When modems need attention, they need it fairly quickly, so they need a low number, high priority assignment. The ideal is Com 2, giving them IRQ (or, Interrupt ReQuest) 3; next best is Com 1, IRQ 4. Alas, Plug'n Play (or, as techs call it, Plug'n Pray) often interferes with this. What PnP does is rather different from what you'd expect. It assigns the IRQ numbers to the various slots on the motherboard, then forces the PnP cards in those slots to use the assigned numbers, regardless of how appropriate they are. This can often cause your modem to be on IRQ 10 or even higher. A good modem can work acceptably on IRQ 9, but no higher. In a case like this, about the only thing you can do is move the modem to a different slot on your motherboard, if there's one free it can fit. If not, you may need to swap two cards. If your modem's at one end, try the other; it might be better. Laptops are an exception here; the manufaturors can take advantage of the higher inegration to lower system overhead, leaving more time for the higher numbered, lower priority inturrupts.
You also want to be carefull of IRQ 9; many computers can't have both 9 and 2 in use. This is because the inturrupt chip only has room for eight inturrupts. Nine through fifteen are "cascaded" through two, causing confusion and possible conflicts if they're both in use.
Sometimes, you'll see a modem claiming to be on IRQ 0. This is not good. Although there is such an inturrupt, it's reserved for system use, and can't be accessed by a com port. What this means is, for one reason or another, the port isn't using an inturrupt. Instead, it's waiting for Windows to poll it, and ask if it needs attention. This might work, if you have a fast machine, and all is set up just right, but it's not reliable.
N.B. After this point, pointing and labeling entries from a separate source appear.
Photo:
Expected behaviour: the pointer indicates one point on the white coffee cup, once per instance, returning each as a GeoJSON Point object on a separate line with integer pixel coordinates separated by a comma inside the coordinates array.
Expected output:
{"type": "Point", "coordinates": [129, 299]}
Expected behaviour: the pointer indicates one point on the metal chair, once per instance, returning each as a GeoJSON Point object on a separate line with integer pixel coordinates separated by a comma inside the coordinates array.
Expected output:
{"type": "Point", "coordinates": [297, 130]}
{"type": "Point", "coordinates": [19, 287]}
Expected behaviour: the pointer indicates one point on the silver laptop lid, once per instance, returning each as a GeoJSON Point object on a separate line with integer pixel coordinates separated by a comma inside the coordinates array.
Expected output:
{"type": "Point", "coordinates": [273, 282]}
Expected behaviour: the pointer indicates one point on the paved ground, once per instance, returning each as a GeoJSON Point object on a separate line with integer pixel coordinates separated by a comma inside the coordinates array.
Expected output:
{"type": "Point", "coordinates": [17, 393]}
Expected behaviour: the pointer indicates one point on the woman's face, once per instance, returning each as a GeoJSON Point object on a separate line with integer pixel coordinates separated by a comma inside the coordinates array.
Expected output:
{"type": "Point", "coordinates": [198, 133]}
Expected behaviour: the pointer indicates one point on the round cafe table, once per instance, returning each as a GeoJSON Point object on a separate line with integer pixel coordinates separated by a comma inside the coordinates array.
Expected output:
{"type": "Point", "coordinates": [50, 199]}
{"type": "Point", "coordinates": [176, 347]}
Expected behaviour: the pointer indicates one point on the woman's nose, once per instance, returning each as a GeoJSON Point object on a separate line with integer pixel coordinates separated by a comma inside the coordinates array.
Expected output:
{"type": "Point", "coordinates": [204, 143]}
Windows Me is more honest about the situation; it has the inturrupt grayed out, with no value. I like this better, because it doesn't fool people into thinking the situation's OK when it isn't. If you're having connection and/or modem trouble, and the diagnostics show this, that's part of the trouble right there. Alas, there's no easy fix for it. Uninstalling and reinstalling the modem might correct it, but probably not. You might also fix it by going into the CMOS settings, but again, probably not. Besides, that's not something to do lightly. Best to have a hardware tech check it.
Another thing to be wary of with modems is the UART. (Universal Asynchronus Receiver/Transmitter) Old, external modems needed to be plugged into a com, or serial port. The UART changes the data coming from your motherboard with all bits in parallel to the serial, one after the other form your port needs. Incoming data, of course is changed in the other direction. Older cards use an INS 8250 chip. In Windows, these can't handle data above 9600 baud. More modern cards have the NS 16550, either AN or AF chip that goes up to 115,200. Internal modems either have the right chip, or report back that they do. (They report this way because some diagnostic software expects it, and some modem software won't try to use the buffers unless it knows the port has them.) On occasion, a card will report an 8250; if so, there must be something wrong. Unless it's a very old card, it can't really have one as they don't make or use them anymore. All I can guess is that the firmware is bad, causing this improper response. Alas, you can't really trust the card once it starts doing this. In most cases, the only thing you can do is replace the card.
There are exceptions to this. The WinModem is one. As the modem's completely "software driven," you might be able to correct this by uninstalling the modem and reinstalling it, getting a new set of drivers from your install CD or floppy. I can't guarentee this, but it's worth trying. Also, the HSP (Host Signal Processor) modems have a known reporting glitch, where they report an 8250 instead of 16550. In this case, there's a software work-around built into the drivers and Windows uses the buffers just fine. Although I don't like HSP modems, I do give the developers credit for doing this.